As Pincho Nation’s practices and policies change, so will this privacy policy. We reserve the right to change and update the privacy policy at any time, for any reason, without notice to you, other than the posting of the amended privacy policy on our website and in the updated version of the app. We recommend that you regularly check this site to keep yourself updated on our privacy practices.


Data controller
Pincho Nation AB, org.no. 556870-7623
Trädgårdsgatan 2, SE-411 08 Gothenburg
privacy@pinchos.se

____


FREQUENTLY ASKED QUESTIONS


What data do you collect?

When you book a table and order food and drinks from us, we gather for example the following data: your name and telephone number, what you have ordered, how much you have paid and method of payment, if you have given incomplete card information, what telephone model and how many bonus points you earned during your visit.

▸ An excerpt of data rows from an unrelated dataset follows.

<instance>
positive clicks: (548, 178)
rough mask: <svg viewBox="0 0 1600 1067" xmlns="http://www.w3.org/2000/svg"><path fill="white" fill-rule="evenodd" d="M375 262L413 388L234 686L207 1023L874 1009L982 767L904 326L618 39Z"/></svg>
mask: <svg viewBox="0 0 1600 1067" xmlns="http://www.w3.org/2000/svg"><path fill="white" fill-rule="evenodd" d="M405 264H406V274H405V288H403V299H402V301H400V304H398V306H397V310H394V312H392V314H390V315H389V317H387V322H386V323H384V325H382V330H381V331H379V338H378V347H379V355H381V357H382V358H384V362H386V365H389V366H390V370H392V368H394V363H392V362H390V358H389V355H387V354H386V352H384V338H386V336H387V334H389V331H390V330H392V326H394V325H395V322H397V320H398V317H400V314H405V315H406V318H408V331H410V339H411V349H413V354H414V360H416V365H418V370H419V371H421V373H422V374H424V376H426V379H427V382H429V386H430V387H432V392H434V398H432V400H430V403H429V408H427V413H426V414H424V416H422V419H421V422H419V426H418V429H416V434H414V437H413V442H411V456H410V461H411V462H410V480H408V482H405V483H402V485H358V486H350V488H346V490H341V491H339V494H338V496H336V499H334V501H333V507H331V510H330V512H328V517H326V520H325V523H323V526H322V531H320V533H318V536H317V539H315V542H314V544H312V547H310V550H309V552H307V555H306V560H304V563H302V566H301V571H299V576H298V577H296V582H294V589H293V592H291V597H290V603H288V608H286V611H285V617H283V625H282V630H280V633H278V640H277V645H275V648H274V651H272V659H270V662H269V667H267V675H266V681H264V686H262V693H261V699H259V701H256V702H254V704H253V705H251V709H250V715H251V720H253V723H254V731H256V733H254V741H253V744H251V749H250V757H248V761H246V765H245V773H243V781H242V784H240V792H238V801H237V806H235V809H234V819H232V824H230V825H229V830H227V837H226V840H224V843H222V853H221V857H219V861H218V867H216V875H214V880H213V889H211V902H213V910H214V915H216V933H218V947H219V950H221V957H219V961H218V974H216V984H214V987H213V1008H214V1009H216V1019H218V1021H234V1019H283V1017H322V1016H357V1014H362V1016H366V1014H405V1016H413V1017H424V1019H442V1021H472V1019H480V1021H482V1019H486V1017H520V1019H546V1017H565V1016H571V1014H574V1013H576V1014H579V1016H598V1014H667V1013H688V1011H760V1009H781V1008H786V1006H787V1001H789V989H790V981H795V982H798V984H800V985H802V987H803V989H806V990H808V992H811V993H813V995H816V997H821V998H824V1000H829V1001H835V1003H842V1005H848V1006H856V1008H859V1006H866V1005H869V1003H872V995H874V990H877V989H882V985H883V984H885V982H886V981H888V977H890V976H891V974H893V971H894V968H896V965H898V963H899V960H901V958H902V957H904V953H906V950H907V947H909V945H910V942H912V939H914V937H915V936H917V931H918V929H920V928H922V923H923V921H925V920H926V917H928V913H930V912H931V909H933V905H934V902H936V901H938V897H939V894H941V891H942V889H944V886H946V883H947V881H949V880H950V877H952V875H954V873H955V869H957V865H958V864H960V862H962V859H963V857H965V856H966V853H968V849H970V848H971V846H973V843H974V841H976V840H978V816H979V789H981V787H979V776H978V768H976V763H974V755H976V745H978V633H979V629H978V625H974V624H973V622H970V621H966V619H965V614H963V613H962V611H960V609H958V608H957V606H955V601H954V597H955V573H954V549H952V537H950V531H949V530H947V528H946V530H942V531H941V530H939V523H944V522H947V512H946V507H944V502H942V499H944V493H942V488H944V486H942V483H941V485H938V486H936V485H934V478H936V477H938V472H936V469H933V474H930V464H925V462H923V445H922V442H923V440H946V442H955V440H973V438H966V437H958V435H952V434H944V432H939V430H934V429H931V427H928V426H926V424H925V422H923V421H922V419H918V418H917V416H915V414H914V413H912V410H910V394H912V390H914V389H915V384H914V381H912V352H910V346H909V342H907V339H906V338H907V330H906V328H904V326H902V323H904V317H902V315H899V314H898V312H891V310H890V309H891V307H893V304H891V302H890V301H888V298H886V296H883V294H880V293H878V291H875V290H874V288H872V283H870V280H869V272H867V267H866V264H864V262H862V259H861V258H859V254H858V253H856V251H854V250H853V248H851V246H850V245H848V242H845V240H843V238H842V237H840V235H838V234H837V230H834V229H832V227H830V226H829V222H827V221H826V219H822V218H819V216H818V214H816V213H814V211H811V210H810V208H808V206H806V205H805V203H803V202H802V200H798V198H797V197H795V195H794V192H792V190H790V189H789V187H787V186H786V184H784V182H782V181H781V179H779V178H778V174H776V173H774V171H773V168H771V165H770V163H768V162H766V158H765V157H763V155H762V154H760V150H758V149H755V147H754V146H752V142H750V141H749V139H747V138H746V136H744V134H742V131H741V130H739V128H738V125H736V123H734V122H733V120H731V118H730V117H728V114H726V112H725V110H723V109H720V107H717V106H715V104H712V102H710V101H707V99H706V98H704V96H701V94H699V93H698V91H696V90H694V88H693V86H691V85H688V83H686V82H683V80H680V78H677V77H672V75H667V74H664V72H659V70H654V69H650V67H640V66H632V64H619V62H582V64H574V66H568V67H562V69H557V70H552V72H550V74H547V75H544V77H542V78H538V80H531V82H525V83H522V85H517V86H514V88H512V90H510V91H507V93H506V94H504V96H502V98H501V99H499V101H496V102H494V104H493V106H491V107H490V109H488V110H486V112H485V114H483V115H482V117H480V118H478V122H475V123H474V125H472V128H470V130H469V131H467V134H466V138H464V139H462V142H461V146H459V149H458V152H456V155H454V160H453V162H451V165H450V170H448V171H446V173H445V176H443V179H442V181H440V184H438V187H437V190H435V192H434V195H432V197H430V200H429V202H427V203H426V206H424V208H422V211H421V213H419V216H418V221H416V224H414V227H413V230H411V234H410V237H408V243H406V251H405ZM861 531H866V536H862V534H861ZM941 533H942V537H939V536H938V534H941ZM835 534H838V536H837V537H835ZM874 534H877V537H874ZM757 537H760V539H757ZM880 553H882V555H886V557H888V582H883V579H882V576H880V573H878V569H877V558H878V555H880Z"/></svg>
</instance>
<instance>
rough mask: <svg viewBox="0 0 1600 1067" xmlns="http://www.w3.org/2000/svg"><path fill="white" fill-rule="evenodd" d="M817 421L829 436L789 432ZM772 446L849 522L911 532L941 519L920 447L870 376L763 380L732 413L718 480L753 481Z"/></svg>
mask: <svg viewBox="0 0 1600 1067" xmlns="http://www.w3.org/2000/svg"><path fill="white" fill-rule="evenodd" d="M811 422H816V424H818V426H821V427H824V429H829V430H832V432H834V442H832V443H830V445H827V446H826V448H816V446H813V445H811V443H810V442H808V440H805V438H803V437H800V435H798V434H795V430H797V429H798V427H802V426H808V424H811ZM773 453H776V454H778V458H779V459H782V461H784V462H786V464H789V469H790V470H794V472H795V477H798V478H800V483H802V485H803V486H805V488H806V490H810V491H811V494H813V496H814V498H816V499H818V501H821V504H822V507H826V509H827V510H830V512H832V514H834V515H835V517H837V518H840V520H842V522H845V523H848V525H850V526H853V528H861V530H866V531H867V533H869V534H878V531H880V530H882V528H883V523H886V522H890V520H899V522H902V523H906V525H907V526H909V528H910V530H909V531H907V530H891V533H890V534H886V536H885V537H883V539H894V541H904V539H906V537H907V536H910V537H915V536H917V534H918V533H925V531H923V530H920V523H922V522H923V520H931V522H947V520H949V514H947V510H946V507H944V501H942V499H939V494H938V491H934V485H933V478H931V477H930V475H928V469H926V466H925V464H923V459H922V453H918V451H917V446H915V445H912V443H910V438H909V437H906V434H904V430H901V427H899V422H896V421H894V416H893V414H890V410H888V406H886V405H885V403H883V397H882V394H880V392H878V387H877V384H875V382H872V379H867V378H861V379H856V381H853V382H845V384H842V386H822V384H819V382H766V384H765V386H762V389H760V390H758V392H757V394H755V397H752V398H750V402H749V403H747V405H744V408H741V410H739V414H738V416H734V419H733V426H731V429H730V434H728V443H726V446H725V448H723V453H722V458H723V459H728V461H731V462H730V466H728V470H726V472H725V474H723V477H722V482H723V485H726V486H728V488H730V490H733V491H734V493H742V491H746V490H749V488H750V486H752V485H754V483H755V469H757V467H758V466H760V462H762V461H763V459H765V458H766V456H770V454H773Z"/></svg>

Why do you gather personal data?

To be able to provide our services such as messaging when your food and drink are ready for collection, protecting your account from misuse, following up claims, finding and rectifying faults, and saving your earned bonus points.

How long do you save the data?

The personal data will not be stored for a period longer than necessary for the purpose of the processing. Data stored in your interest is deleted when you request it.

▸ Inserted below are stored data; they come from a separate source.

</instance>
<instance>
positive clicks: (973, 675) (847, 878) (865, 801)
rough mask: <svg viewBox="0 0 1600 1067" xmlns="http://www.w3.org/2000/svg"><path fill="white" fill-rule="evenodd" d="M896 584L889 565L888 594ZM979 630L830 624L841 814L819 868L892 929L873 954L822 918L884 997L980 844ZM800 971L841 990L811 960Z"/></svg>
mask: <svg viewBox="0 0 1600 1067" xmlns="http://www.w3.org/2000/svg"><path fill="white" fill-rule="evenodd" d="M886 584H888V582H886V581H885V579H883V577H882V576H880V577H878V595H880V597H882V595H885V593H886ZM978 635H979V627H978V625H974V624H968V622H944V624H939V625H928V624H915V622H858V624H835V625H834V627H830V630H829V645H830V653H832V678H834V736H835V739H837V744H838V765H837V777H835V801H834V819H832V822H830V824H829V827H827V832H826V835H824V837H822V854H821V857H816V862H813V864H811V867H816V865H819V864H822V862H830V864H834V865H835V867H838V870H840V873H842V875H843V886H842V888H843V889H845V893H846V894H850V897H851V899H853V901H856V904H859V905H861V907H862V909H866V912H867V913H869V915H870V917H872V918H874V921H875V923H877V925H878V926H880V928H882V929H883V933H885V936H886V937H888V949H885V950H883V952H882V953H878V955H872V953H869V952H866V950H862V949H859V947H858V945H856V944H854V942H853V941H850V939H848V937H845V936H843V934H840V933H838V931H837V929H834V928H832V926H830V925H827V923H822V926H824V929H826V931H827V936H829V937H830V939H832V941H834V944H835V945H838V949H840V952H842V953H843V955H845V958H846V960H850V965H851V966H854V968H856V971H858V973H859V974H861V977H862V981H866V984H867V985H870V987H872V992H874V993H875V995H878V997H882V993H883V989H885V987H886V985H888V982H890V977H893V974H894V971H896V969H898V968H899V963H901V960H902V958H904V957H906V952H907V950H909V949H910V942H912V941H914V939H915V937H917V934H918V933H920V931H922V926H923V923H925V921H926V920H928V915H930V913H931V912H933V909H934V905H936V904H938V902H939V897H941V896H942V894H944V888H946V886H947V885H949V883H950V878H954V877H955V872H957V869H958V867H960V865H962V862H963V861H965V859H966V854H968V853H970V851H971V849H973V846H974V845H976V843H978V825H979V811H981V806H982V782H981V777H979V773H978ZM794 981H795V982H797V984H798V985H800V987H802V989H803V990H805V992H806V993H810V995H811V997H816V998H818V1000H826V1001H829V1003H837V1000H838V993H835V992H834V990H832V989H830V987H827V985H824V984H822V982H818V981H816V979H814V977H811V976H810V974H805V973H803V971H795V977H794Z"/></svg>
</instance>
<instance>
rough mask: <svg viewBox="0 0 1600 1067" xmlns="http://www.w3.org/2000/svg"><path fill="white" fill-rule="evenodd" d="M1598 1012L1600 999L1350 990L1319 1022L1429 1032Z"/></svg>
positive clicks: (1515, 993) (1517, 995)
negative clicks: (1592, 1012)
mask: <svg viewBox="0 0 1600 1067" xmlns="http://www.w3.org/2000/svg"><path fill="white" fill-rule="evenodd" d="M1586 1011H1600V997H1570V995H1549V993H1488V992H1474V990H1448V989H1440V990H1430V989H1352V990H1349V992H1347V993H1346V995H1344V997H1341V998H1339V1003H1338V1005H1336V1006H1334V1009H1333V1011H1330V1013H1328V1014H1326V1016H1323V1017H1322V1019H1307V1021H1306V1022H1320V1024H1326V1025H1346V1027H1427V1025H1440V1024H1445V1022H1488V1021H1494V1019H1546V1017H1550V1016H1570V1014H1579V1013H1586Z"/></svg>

Do you sell the guests’ personal data?

No, never.

Will you send me advertisements or other mailshots?

We send out push notifications when food/drink is ready, when updating the app and terms, in connection with your data being cleared and similar. We may occasionally send out direct marketing messages up to two years from your last purchase, but as a rule, we only do so if you have explicitly consented to it. If you are a member of The Circus guest club, you will receive information about offers on a continuous basis. If you request that we stop sending direct marketing messages, you will not receive them either.

Do you carry out analyses of individuals' purchasing behaviour?

All analysis of sales and use is carried out on unidentifiable anonymous information unless you have joined The Circus guest club and explicitly want personalized offers or have approved cookies for these purposes.

How do I remove my data from you?

You can change or send a request to delete your data under your profile in the app. Email your name and phone number to privacy@pinchos.se and state what data you want corrected or removed.

How do you protect my data?

All traffic is encrypted, and the data is saved on encrypted disks. Logging onto the databases is protected by two factor authentication and the services are monitored for hacking attempts. All payment card data is processed by Worldline, who are certified to protect and process such data.